In the following exercises, graph by using intercepts, the vertex, and the axis of symmetry.

311.

$y = x^{2} + 8 x + 15$

312.

$y = x^{2} - 2 x - 3$

313.

$y = − x^{2} + 8 x - 16$

314.

$y = 4 x^{2} - 4 x + 1$

315.

$y = x^{2} + 6 x + 13$

316.

$y = −2 x^{2} - 8 x - 12$

317.

$y = −4 x^{2} + 16 x - 11$

318.

$y = x^{2} + 8 x + 10$

In the following exercises, find the minimum or maximum value.

319.

$y = 7 x^{2} + 14 x + 6$

320.

$y = −3 x^{2} + 12 x - 10$

In the following exercises, solve.

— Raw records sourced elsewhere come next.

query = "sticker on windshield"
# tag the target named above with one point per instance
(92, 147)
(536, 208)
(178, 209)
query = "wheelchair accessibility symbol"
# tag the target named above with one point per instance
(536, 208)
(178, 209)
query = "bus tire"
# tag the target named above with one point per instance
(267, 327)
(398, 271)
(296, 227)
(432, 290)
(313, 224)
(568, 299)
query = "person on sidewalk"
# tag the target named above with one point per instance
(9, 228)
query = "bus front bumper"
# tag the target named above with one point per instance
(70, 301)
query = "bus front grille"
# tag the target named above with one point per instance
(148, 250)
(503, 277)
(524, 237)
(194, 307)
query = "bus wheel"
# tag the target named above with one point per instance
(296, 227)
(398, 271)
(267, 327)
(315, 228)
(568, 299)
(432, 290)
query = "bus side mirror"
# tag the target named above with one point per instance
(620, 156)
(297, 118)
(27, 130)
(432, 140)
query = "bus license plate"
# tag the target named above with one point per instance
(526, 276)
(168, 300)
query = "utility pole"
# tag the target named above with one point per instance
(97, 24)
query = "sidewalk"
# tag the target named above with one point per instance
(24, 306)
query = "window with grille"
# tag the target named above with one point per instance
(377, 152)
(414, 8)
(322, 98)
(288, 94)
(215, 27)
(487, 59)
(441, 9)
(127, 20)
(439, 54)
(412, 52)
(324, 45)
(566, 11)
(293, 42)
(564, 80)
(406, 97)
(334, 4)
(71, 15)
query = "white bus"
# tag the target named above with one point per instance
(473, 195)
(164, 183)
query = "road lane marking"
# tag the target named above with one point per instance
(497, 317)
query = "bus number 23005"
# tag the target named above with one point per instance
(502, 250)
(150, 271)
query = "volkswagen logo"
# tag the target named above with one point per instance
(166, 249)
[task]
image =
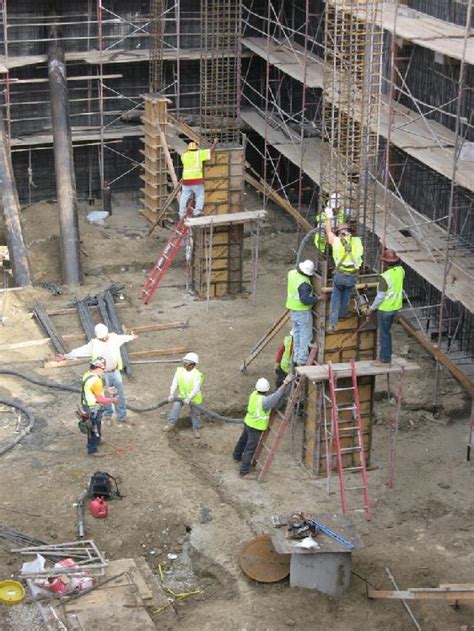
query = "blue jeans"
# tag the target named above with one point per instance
(114, 379)
(302, 335)
(342, 286)
(186, 192)
(176, 409)
(385, 320)
(94, 435)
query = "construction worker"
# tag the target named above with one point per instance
(93, 400)
(107, 345)
(256, 422)
(347, 252)
(187, 382)
(193, 177)
(284, 359)
(387, 303)
(300, 300)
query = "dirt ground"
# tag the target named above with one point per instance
(183, 496)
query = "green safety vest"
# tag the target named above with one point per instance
(320, 237)
(87, 395)
(96, 352)
(192, 163)
(349, 259)
(293, 302)
(393, 300)
(256, 416)
(285, 362)
(187, 379)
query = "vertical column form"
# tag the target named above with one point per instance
(155, 175)
(220, 69)
(12, 214)
(64, 165)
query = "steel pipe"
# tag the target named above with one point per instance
(64, 165)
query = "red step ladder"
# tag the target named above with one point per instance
(278, 423)
(355, 431)
(166, 257)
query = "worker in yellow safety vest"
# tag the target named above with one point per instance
(256, 422)
(347, 252)
(387, 303)
(187, 384)
(284, 359)
(193, 177)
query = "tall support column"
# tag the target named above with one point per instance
(64, 166)
(12, 214)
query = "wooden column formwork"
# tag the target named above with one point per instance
(155, 176)
(220, 248)
(345, 343)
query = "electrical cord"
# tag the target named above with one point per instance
(76, 389)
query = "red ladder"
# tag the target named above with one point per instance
(165, 259)
(354, 431)
(278, 423)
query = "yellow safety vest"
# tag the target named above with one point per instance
(393, 300)
(256, 416)
(285, 363)
(293, 302)
(349, 259)
(96, 352)
(192, 163)
(187, 379)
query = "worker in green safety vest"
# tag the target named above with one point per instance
(387, 303)
(192, 181)
(187, 385)
(256, 422)
(284, 359)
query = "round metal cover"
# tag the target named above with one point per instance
(260, 561)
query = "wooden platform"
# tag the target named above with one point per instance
(363, 368)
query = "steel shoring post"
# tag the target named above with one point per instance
(457, 149)
(394, 431)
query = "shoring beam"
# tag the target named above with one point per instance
(64, 165)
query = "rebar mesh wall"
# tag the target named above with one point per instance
(220, 69)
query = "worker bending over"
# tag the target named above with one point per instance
(107, 345)
(387, 303)
(300, 300)
(187, 383)
(256, 422)
(347, 252)
(193, 177)
(93, 400)
(284, 359)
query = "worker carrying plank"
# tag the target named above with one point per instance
(187, 384)
(256, 422)
(107, 345)
(387, 303)
(347, 252)
(193, 177)
(300, 300)
(93, 400)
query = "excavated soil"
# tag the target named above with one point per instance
(183, 496)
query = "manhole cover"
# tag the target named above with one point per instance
(260, 561)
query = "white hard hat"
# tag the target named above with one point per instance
(101, 331)
(191, 358)
(307, 267)
(262, 385)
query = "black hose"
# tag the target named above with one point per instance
(76, 389)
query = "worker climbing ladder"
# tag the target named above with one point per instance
(336, 434)
(166, 257)
(270, 440)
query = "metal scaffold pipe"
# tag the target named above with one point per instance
(64, 164)
(12, 214)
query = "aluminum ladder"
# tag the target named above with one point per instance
(354, 431)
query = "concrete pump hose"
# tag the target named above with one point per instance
(76, 389)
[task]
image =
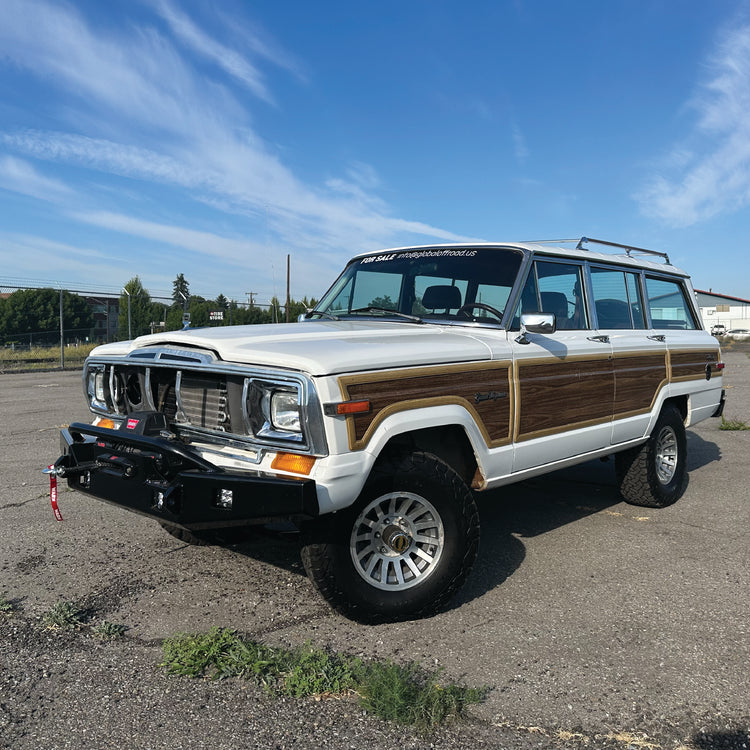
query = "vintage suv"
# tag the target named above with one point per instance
(424, 374)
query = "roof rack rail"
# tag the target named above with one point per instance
(628, 248)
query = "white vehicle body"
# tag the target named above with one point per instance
(586, 353)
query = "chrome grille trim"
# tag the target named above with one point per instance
(223, 418)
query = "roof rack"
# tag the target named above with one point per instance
(627, 248)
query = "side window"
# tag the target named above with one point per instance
(637, 310)
(555, 288)
(560, 293)
(616, 299)
(668, 305)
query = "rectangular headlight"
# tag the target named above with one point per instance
(285, 411)
(96, 387)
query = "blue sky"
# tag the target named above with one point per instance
(157, 137)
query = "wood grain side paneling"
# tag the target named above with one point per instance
(484, 390)
(563, 395)
(638, 380)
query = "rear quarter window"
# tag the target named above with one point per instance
(668, 304)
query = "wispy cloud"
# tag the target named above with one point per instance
(234, 63)
(19, 176)
(709, 173)
(136, 105)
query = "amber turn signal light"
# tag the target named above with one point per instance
(347, 407)
(293, 462)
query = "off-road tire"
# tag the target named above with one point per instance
(653, 475)
(422, 491)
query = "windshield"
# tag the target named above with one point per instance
(445, 284)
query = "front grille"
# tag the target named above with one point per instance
(203, 401)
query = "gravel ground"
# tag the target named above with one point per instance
(596, 624)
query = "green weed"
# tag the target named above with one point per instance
(63, 616)
(108, 631)
(733, 424)
(407, 695)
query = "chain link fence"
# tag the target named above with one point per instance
(51, 327)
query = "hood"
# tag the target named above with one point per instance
(324, 347)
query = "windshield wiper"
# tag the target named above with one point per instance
(372, 309)
(323, 314)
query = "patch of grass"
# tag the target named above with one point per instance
(108, 631)
(405, 694)
(63, 616)
(41, 358)
(733, 424)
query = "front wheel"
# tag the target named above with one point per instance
(653, 474)
(403, 549)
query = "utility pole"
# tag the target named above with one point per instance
(288, 303)
(130, 333)
(62, 337)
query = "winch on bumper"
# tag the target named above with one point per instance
(163, 478)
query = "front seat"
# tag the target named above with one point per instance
(556, 302)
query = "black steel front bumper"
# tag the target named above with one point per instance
(165, 479)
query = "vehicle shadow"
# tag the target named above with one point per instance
(701, 452)
(507, 516)
(530, 508)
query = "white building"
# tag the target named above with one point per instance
(733, 312)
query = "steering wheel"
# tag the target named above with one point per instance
(464, 309)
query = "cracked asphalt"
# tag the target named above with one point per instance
(596, 624)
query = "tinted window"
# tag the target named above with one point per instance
(668, 305)
(431, 282)
(555, 288)
(617, 299)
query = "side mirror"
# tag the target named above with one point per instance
(536, 323)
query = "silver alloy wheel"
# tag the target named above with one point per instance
(666, 454)
(397, 541)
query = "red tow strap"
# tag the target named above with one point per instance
(53, 494)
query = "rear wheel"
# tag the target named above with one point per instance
(653, 474)
(403, 549)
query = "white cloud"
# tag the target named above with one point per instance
(133, 105)
(19, 176)
(230, 60)
(205, 243)
(710, 173)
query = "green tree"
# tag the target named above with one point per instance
(142, 310)
(180, 289)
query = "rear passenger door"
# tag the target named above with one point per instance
(564, 382)
(639, 352)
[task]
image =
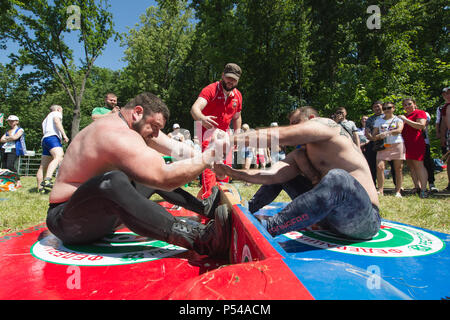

Rounding answers to the nearest tenth.

321.

A ball is thrown upward from the ground with an initial velocity of 112 ft/sec. Use the quadratic equation $h = −16 t^{2} + 112 t$ to find how long it will take the ball to reach maximum height, and then find the maximum height.

322.

A daycare facility is enclosing a rectangular area along the side of their building for the children to play outdoors. They need to maximize the area using 180 feet of fencing on three sides of the yard. The quadratic equation $A = −2 x^{2} + 180 x$ gives the area, $A$ , of the yard for the length, $x$ , of the building that will border the yard. Find the length of the building that should border the yard to maximize the area, and then find the maximum area.